The New Brighton Pier
The New Brighton Promenade Pier was built in 1867 adjacent to the ferry pier on the north side. It was opened on the 7th September, 1867 and completed on the 9th April, 1868. It was 550 feet long and 70 feet wide. It had a pavilion where the pierrots, Aldeler and Sutton took their shows from the beach. The entrance was through the turnstiles on the ferry pier and people entered as they came off the ferry boat. In the early days, this was the only entrance the promenade pier ending some yards from the promenade. There were Smoking rooms and Rest rooms on the pier and when alterations were carried out in 1913 a new Pavilion was built.
The pier closed in 1923 and four years later the Wallasey Corporation became its new owners and re-opened it with its own entrance from the promenade. The whole of the pier was rebuilt in 1931 at a cost of £45,000.
Picture of the Pier looking down from Victoria Road
The Pavilion Theatre
As in other resorts the pier had its own theatre, it was not built to high standards but some good turns could be seen on its stage. The theatre was about 130 feet in length and was used for Concerts, Flower Shows and the like. Various shows were held there during the 1800's and towards the end of the century.
At the end of the 1908 season the theatre was closed down for general improvements on the decor, seats and stage, there was even heating installed!! The theatre reopened on 15th March 1909 .

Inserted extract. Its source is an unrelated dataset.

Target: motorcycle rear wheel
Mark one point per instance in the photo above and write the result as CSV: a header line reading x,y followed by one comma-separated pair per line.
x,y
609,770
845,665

Some early films were shown between acts and a short season of plays were staged, in the winter now the theatre had heating installed pantomimes were performed with great success.
As other theatres on the resort attracted larger crowds the Pavilion theatre died off and was eventually closed in 1923.
End of the Pier
The closure of the New Brighton Ferry affected the life of the promenade pier. Fortes Limited became the owners in 1968, carrying out repairs and it continued for a time, but it was not a paying proposition. After much discussion, the pier was dismantled in 1978, the ferry pier having been demolished some five years earlier.